Alongside BG comparisons, I also acquired a handful of Optium Blood Ketone test strips for my Freestyle Libre to cross-check any occasions where the Keya Smart meter registered elevated ketones.
Here you can see an initial check which alerted for high ketones despite in-range BG, by contrast the Libre shows only a trace of ketones. A recheck with another strip and while the BG value is very similar, the ketones have now dropped from 'A&E here we come' to 'Nothing to worry about here, sonny'.
It did seem odd for me to get a high ketone alert at 4.0mmol/L BG, so this was easy to spot - but if it had been the earlier photo where I'd run in double figures all night I might easily have taken the first value as accurate. I have to say that in all the elevated/high ketone results I cross-checked, all the subsequent Keya strips and the Libre blood ketone checks only registered a trace.
And so, within a few days of using the Keya Smart, I had seen enough rogue values of either BG or ketones which had come out very differently a second time around that I knew that any value that was even slightly unexpected needed to be rechecked.

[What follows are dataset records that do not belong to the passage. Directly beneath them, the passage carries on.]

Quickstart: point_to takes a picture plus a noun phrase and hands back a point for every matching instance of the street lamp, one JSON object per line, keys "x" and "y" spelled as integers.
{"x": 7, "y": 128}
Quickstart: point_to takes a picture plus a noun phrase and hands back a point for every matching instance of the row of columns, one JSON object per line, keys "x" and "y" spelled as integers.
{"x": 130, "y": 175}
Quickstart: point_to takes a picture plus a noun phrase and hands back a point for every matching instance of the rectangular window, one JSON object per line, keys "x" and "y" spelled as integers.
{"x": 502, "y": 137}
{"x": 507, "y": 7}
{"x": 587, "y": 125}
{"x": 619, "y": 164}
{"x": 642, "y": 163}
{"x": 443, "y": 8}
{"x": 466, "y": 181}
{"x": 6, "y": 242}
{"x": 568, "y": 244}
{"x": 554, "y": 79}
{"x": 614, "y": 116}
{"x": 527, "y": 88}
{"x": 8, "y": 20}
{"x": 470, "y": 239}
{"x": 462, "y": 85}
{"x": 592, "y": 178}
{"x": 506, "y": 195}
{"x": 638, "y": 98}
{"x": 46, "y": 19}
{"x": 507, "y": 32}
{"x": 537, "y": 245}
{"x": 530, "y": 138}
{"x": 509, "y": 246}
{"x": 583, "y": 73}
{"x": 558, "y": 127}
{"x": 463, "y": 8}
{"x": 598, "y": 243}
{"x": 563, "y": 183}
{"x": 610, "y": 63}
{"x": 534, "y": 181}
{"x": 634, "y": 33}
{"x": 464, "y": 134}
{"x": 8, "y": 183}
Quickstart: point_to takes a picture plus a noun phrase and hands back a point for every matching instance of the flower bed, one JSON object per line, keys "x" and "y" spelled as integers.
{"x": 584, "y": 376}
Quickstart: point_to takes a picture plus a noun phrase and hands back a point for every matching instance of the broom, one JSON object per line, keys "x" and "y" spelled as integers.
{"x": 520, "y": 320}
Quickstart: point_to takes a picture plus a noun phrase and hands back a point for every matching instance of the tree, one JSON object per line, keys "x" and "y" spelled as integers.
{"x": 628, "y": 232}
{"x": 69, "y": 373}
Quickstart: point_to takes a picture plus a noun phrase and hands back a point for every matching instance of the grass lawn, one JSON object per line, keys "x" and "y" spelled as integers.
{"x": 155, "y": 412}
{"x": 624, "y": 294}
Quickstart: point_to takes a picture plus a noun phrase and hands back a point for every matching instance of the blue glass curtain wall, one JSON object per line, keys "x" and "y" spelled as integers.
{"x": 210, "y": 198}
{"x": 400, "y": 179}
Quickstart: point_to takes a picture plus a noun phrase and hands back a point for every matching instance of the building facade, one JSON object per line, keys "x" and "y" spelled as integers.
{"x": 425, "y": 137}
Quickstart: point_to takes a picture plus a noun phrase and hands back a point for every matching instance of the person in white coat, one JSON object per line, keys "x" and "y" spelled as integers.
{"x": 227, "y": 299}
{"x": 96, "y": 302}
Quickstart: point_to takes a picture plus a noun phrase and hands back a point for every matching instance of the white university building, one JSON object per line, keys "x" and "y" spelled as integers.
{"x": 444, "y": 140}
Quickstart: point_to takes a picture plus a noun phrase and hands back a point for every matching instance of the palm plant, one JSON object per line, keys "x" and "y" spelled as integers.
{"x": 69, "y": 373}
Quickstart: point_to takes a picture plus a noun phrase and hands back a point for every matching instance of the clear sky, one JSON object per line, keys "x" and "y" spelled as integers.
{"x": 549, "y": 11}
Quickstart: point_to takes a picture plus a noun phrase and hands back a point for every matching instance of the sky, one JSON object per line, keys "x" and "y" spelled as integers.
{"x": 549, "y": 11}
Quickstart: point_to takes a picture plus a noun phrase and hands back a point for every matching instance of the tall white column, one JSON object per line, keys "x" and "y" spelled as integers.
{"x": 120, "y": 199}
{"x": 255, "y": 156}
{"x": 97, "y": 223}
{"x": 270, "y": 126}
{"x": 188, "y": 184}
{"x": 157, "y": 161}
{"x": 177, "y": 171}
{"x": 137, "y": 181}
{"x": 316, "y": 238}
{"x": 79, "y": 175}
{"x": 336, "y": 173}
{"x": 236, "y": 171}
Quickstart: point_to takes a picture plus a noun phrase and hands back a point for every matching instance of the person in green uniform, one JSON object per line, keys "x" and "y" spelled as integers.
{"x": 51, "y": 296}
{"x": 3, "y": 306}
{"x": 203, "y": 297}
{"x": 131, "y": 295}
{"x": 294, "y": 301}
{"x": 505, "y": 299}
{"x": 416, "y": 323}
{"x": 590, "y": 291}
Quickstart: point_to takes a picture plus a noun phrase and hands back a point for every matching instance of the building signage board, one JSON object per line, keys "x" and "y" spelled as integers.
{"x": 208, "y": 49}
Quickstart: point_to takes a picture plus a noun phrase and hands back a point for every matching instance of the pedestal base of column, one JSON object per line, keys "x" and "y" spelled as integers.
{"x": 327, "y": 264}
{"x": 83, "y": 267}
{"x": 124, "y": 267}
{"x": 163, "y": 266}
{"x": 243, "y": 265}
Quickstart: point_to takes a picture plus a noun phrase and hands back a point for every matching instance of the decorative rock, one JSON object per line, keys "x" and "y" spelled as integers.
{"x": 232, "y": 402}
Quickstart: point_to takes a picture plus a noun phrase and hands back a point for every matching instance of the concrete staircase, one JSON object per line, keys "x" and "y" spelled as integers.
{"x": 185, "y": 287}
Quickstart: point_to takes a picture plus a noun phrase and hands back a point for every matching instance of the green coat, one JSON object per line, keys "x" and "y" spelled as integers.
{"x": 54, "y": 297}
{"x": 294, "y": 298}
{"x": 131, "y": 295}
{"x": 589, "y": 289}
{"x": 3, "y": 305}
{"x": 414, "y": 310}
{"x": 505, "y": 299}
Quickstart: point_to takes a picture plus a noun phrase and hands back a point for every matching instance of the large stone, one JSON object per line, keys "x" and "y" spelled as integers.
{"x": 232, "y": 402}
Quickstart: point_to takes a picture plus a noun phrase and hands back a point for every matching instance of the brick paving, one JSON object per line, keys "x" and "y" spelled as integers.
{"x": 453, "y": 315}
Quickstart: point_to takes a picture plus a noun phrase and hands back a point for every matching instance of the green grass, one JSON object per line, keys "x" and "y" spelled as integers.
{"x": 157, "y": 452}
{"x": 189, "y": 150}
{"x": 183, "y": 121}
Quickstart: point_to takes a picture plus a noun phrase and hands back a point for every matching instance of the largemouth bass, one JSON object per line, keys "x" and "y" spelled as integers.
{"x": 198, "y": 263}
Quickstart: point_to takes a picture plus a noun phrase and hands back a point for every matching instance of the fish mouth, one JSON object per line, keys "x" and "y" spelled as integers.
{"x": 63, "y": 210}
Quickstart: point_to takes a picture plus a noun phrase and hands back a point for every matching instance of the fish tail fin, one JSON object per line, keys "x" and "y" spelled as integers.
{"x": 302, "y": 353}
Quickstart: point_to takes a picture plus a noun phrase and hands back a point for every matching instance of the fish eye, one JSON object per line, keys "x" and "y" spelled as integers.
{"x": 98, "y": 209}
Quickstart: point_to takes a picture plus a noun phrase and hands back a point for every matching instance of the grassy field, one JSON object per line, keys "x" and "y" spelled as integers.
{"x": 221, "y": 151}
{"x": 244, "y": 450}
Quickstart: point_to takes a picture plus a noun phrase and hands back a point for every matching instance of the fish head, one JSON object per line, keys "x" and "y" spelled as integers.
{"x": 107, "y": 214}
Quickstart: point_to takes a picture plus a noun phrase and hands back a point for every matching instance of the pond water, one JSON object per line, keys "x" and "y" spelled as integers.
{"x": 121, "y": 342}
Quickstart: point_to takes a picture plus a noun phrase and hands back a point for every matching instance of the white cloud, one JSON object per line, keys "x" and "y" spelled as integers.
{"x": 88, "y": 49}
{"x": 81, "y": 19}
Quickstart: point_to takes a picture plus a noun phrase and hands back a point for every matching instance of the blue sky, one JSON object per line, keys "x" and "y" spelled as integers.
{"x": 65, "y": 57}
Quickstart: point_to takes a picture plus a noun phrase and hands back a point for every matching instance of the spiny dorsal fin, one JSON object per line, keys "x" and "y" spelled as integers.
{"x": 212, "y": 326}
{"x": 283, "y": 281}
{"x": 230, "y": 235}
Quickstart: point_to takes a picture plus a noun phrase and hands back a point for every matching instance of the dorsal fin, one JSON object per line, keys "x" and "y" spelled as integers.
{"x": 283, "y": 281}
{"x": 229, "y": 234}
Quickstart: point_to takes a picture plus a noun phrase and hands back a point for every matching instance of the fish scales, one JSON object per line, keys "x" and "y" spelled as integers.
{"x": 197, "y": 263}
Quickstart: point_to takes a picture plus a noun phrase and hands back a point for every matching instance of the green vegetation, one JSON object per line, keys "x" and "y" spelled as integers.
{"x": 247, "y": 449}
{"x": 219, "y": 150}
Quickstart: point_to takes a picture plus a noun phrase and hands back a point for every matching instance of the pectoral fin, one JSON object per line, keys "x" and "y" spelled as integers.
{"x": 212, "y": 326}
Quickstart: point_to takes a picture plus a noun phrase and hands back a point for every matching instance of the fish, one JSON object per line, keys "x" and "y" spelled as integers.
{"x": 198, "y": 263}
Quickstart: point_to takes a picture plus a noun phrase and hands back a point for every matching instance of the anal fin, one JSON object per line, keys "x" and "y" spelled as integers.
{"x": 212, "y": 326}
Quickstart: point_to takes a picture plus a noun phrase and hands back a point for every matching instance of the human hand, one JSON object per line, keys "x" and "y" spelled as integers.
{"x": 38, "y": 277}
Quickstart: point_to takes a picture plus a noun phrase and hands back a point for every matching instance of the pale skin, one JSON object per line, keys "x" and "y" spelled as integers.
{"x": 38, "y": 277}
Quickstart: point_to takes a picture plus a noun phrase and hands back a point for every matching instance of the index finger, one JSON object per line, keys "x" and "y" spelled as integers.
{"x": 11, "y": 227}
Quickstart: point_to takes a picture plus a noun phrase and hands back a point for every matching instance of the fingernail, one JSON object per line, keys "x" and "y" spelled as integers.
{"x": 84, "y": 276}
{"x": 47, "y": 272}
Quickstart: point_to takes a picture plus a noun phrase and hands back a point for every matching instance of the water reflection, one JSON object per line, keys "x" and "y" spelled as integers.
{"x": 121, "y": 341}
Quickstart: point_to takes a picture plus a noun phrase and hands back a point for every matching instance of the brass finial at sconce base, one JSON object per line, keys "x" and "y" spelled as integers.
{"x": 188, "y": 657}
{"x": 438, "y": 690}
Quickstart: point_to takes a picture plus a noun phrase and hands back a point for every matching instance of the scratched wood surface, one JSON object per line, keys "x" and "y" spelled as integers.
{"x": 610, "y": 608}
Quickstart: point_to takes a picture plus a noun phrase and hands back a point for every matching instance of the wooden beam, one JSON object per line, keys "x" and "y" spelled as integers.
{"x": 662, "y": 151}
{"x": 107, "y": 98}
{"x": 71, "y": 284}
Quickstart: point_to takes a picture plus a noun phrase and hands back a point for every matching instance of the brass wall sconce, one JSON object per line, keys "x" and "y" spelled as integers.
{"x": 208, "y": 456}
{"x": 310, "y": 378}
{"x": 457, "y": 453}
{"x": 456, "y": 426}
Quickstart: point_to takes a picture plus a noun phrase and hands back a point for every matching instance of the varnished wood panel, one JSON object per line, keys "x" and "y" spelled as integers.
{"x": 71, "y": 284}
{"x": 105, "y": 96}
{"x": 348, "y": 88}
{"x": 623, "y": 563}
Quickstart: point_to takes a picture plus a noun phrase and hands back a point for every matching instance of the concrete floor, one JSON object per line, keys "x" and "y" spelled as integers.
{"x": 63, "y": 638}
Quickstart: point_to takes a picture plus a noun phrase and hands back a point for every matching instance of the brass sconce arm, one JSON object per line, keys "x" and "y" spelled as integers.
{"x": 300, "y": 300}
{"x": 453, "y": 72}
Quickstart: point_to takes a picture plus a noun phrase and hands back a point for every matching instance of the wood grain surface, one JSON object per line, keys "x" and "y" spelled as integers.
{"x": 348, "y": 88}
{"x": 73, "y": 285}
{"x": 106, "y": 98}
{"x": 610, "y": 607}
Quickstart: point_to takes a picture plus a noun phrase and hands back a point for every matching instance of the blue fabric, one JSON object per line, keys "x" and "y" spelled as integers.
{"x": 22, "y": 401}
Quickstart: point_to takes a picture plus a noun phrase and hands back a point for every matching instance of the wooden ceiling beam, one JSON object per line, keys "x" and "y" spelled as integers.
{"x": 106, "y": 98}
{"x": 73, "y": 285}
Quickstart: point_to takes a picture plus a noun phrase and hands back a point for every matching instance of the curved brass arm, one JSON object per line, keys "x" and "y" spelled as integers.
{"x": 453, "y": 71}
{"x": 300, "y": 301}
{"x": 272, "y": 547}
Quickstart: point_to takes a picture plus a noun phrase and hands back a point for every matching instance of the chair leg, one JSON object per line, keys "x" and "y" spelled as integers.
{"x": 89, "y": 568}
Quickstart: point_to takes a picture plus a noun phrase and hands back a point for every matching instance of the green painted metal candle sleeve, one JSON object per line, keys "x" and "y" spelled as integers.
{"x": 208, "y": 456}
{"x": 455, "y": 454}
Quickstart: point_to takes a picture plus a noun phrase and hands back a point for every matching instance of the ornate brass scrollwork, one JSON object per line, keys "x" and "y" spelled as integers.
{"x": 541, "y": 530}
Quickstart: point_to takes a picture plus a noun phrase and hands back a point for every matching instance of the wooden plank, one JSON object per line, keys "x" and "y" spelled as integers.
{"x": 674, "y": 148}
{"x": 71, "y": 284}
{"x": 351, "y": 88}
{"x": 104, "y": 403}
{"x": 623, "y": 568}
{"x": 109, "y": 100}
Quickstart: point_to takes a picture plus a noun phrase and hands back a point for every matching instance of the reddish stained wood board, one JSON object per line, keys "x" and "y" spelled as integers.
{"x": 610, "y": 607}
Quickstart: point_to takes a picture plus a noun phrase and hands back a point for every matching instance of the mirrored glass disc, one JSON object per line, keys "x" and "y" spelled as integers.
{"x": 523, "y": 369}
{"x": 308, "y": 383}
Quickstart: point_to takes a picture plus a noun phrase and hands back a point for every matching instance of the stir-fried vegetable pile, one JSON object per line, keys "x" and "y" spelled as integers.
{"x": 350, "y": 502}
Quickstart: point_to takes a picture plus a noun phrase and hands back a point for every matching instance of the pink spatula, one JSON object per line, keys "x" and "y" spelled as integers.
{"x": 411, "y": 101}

|Keya Smart reads almost double.|
That is more than a little worrying.
Keya Smart vs Contour NextLink - BG readings
|NextLink||Keya Smart||Avg +/- % |
|Avg +/- mmol/L |
|Distribution of readings|
|Number of readings where Keya Smart higher||36||82%|
|Number of readings where Keya Smart lower||8||18%|
|Number of readings equal||0||0%|
|Number of readings within 0.5mmol/L||17||39%|
The table shows the results from 43 pairs of readings. Not a huge dataset, but the differences are quite marked. The Keya Smart almost always reads higher, sometimes significantly so. And only 4 times out of 10 does it read within what I think of as being the benchmark for 'pretty much the same' - less than +/- 0.5 mmol/L.
I really wanted to like this meter. There's a lot about how it has been put together that I really like, and the promise of 'ketone checks every time' I see as having real value for many people. Sadly though, the variability in the results I got means that it really isn't the meter for me. I will keep it and use up the strips I have for blood ketones as and when I need them, but I'll make sure I check three times on each occasion so that I can be sure of the result I'm getting.
I wish Keya Smart every success for the future and hope they can iron out these wrinkles for their next version. At the moment though, this feels like it's a product that's not quite ready for the real world.